Sometimes when trying to pack on the muscle, it can feel like you are running on a hamster wheel. You are doing the same thing your trainer and everyone in the gym is doing, yet you cannot seem for the life of you, to gain any muscle! You have read all the work out magazines, bookmarked all the exercise and nutrition websites and you even hired a professional trainer to design you work out. So where are you going wrong?
Here are the top 5 big mistakes that make your muscle building efforts fail.
1. Inconsistency with your workout
This is probably the single largest mistake every muscle builder makes when they are trying to get in shape. You train consistently for a month then you stop and then pick up 3 weeks later and you assume you should be able to pick up from where you left off. Every time you pause your exercise, your body also hits pause on your muscle growth and confuses your metabolism. This means that the next time your start working out your body will start from scratch, while you expect it to simply pick up form where you left off.
Even if you get a professionally designed workout that you do not follow ritualistically, you will not gain muscle. Completing a work out is not only good for your muscles, it is also an excellent work out for your self-esteem, develops your character and trains your mind to be consistent. Every time you quit on a workout because it is too hard or you simply do not have the time, you are simply making excuses and you will eventually end up not getting the body you want.
Stick with it even when it gets hard and you will be amazed at the results.
2. Over training or Under training
Your parents probably told you that doing too much of a thing can be poisonous. Well as most parents are, they were right! Training too frequently does not give your body a chance to recover and recuperate. Instead what happens when you work out without adequate rest periods is, you over work the muscle and it begins to tear down and get used as energy by the body. This will definitely not produce the results you were hoping for.
The other extreme is also just as bad. You want to gain muscles, but you are not willing to put in the effort then you wonder why you are not getting ribbed. Well its simple, you are not giving your body the challenge it requires to make your muscle grow. You may be increasing your endurance but unless you vamp up the training, add some squats and Romanian dead weights to the mix, you will not get those girls to turn their heads.
3. Doing the wrong workout and using an improper form
Most times when you want to build muscle, you need to perform heavy weight work outs and not just cardio. In fact, you will be better off if you minimize on cardio and instead train for strength, by doing barbell lifts, bench presses, dead lifts and squats. The key is to track your workouts and train progressively. You can start with smaller weights and as your body develops resistance, progressively increase the weights and intensity of the work outs.
Working out using an improper form also seems to be a plague among most gym goers. They perform squats with their toes instead of using the full heel, or they round their backs while trying a deadlift. Sadly, unless you find out the right form to use when exercising, you will not realize that you are even doing something wrong. A key indicator however, is pain. If you feel pain when performing a routine (Not fatigue, pain) there is a high chance that you are going about the work out in the wrong way. Also ensure that you do not change your routines or exercises to frequently. Doing this does not give the body part being trained a chance to grow adequately.
4. Not eating for the part
Often, when small people complain about their inability to gain muscle, it is because they are not eating appropriately. It is advised to eat proteins on a regular basis, however, even those have a limit. Studies have shown that past the daily required limit of between 100 and 130 grams per day, there is really no correlation between further protein consumption and muscle building. Instead, Make sure that you have a healthy mix of proteins and carbs which can be burned down for energy during your workouts. Unsaturated fats such as the kind found in cashew nut are actually very essential part of the diet and should always be included in your meals.
It is also very important to eat on a regular basis. Instead of 1 or 2 heavy meals a day, increase you eating times to between 4 and 6 times a day. This will ensure your metabolism is always humming and you always have the energy you require during work outs. Also make sure to consume an average of between 10 to 15 glasses of water per day. It is an essential part of every body process and hence you should always stay hydrated.
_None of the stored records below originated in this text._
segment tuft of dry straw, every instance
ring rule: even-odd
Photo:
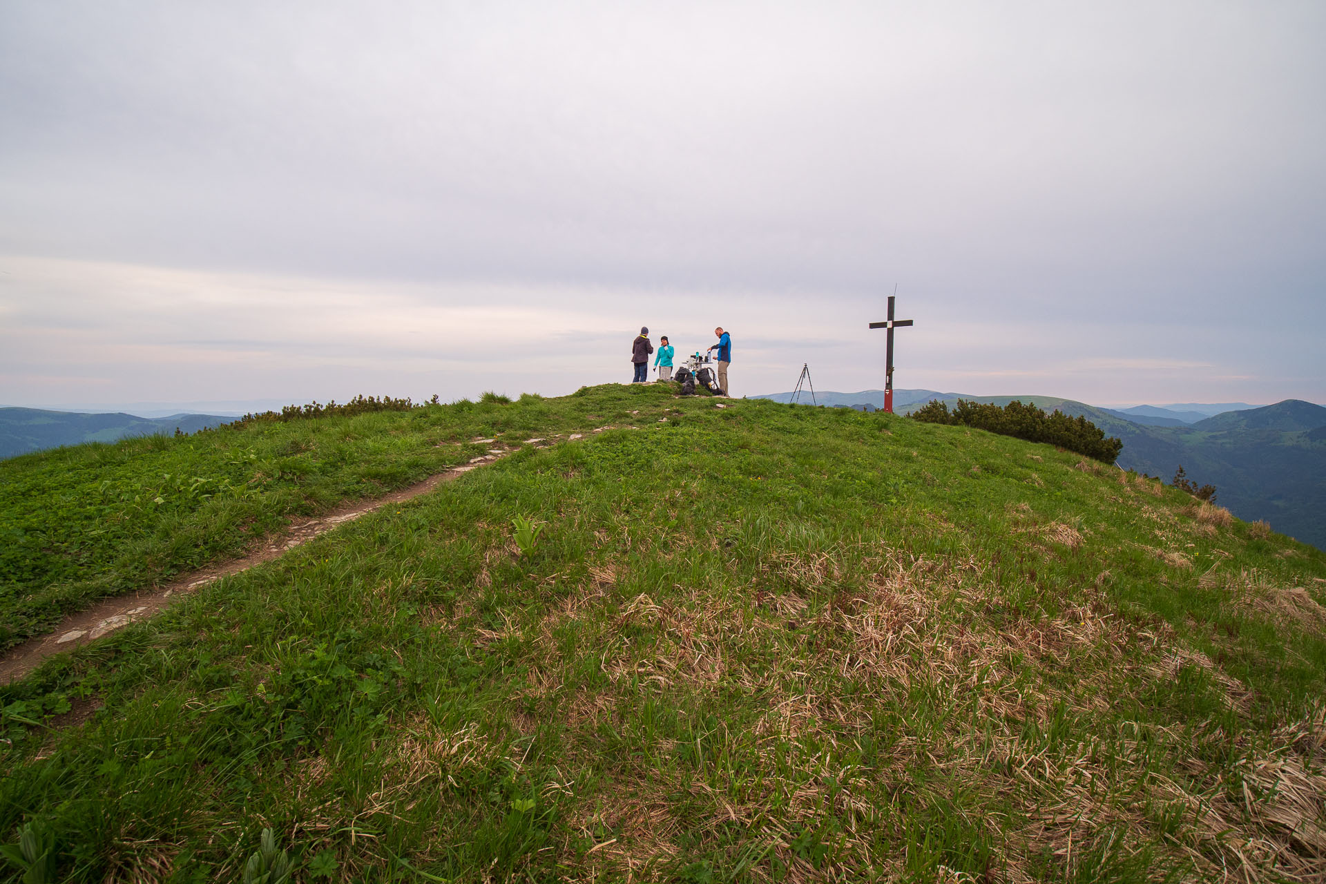
[[[1211,501],[1199,501],[1183,512],[1201,525],[1229,527],[1235,524],[1233,513],[1227,510],[1224,506],[1216,506]]]
[[[1070,550],[1082,546],[1082,534],[1071,525],[1065,525],[1063,522],[1050,522],[1042,530],[1042,535],[1045,539],[1062,543]]]

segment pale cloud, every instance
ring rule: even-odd
[[[0,400],[568,392],[640,325],[859,390],[895,282],[899,386],[1322,400],[1323,38],[1311,0],[12,0]]]

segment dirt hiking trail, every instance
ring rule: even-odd
[[[577,433],[573,436],[573,439],[575,437],[579,437],[579,435]],[[473,441],[479,444],[488,443],[505,445],[504,443],[499,443],[493,439],[476,439]],[[524,444],[542,447],[546,443],[544,439],[530,439]],[[516,443],[516,445],[518,448],[520,443]],[[25,677],[46,657],[54,653],[88,644],[89,641],[94,641],[107,632],[129,626],[135,620],[150,618],[168,607],[178,598],[190,595],[199,587],[206,586],[212,580],[229,577],[231,574],[239,574],[240,571],[248,570],[255,565],[263,565],[264,562],[277,559],[285,555],[289,550],[293,550],[296,546],[301,546],[312,541],[314,537],[326,534],[338,525],[353,522],[361,516],[367,516],[369,513],[387,506],[389,504],[402,504],[422,494],[427,494],[432,489],[438,488],[438,485],[459,478],[477,467],[509,455],[517,448],[491,448],[487,455],[475,457],[468,464],[452,467],[451,469],[435,473],[422,482],[391,492],[383,497],[345,504],[325,516],[292,524],[286,531],[268,537],[255,551],[244,555],[243,558],[210,565],[204,569],[180,575],[170,583],[163,583],[156,587],[147,587],[127,595],[115,595],[101,599],[78,614],[65,618],[53,632],[28,639],[23,644],[15,645],[0,653],[0,684],[8,684]]]

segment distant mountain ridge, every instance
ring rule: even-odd
[[[184,433],[228,424],[221,415],[139,417],[126,414],[82,414],[44,408],[0,408],[0,457],[89,441],[117,441],[127,436]]]
[[[875,398],[873,394],[878,394]],[[906,395],[904,395],[906,394]],[[786,402],[788,394],[757,396]],[[818,394],[822,404],[861,408],[883,406],[882,391]],[[1286,399],[1273,406],[1242,407],[1185,423],[1179,415],[1201,414],[1203,403],[1187,403],[1174,417],[1156,415],[1155,406],[1101,408],[1058,396],[968,396],[930,390],[895,390],[894,410],[911,414],[939,399],[1006,406],[1014,399],[1046,411],[1083,416],[1109,436],[1123,440],[1118,464],[1168,482],[1181,465],[1188,478],[1217,489],[1217,502],[1248,521],[1272,527],[1318,549],[1326,549],[1326,408]],[[875,404],[878,402],[879,404]]]

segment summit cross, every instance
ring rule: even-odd
[[[894,329],[911,325],[911,319],[894,319],[894,296],[888,296],[888,319],[871,322],[871,329],[888,329],[888,343],[884,345],[884,412],[894,414]]]

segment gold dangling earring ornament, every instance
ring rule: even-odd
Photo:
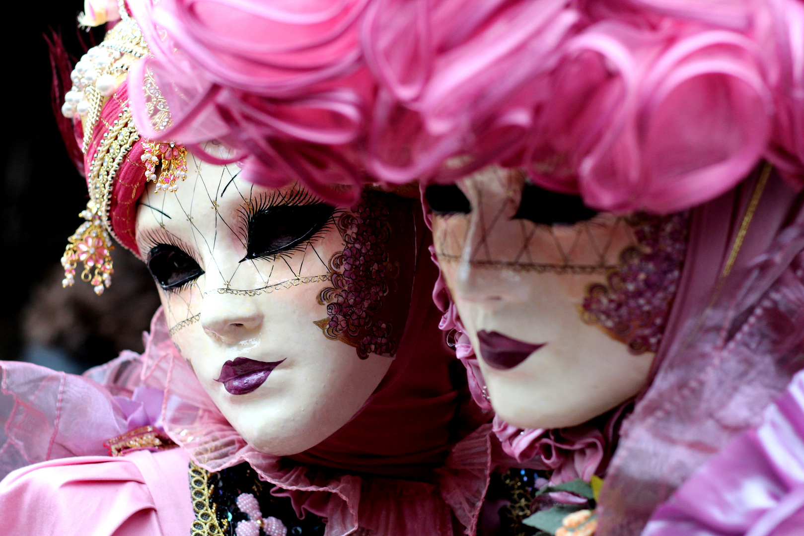
[[[156,182],[154,193],[176,191],[176,179],[187,178],[187,150],[174,141],[146,141],[142,147],[146,152],[140,158],[146,165],[146,180]],[[157,176],[156,167],[160,164]]]
[[[81,280],[92,284],[95,293],[100,296],[112,282],[114,270],[112,269],[110,252],[114,246],[93,202],[90,201],[79,215],[87,221],[68,239],[69,243],[61,258],[61,265],[64,268],[61,286],[72,286],[76,282],[76,268],[80,262],[84,264]]]

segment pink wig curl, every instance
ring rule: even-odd
[[[154,124],[132,95],[143,134],[219,139],[268,186],[347,203],[367,182],[499,163],[598,209],[671,213],[763,156],[804,170],[795,0],[130,6],[154,53],[133,85],[158,87],[172,117]]]
[[[239,151],[230,161],[248,158],[253,182],[301,180],[330,200],[354,200],[363,178],[351,145],[372,87],[356,27],[367,2],[129,2],[153,52],[129,76],[150,84],[171,117],[158,124],[153,95],[132,95],[140,131],[188,145],[221,140]]]

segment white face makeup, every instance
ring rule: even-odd
[[[654,356],[634,355],[581,318],[589,285],[636,243],[632,227],[578,198],[531,206],[544,194],[518,172],[488,168],[427,196],[438,260],[492,406],[533,428],[615,407],[642,387]]]
[[[323,330],[322,292],[333,286],[330,260],[346,246],[338,223],[351,212],[297,185],[242,181],[234,165],[188,155],[188,168],[175,193],[149,183],[137,219],[171,337],[246,441],[301,452],[346,423],[392,363]]]

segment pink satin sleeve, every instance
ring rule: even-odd
[[[174,536],[193,522],[181,448],[29,465],[0,482],[0,532],[14,536]]]
[[[605,493],[605,492],[604,492]],[[654,513],[642,536],[804,534],[804,371],[765,419]]]

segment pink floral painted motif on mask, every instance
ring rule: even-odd
[[[688,223],[688,212],[630,217],[638,245],[620,253],[605,284],[587,288],[584,321],[598,325],[632,354],[655,352],[679,287]]]
[[[328,317],[316,325],[328,338],[356,347],[361,359],[369,354],[392,357],[404,329],[412,266],[400,268],[404,261],[396,257],[407,249],[397,242],[412,245],[415,235],[412,229],[407,236],[404,231],[412,222],[412,212],[404,208],[408,201],[366,191],[337,219],[346,247],[330,260],[333,286],[318,296]],[[415,252],[408,251],[413,259]]]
5. Not knowing your limits and having unrealistic expectations
Most muscle builders begin muscle building with an unrealistically hyped up expectations and goals. An overweight person who expects to lose 75 pounds in 5 weeks or a newbie who expects to do 200 bench presses on his first day is simply setting himself up for failure. You need to set up realistic goals and be patient, persistent, dedicated and you will eventually build the right body for you.
However, even as you train you should know your limits. The secret to the best trainers is that they train until they feel they can simply not do one more set of a certain work out. They do not have a certain number of sets or repetitions which they intend to achieve, instead they listen to their bodies and work out until it says “STOP! I can’t take anymore.”
Always start your work outs with a long term goal in mind, but remember to appreciate the small achievements. They eventually build up to make you stronger, more ribbed and better looking than you could ever have imagined. Avoid the above mistakes and you will be well on your way to looking and feeling great about yourself.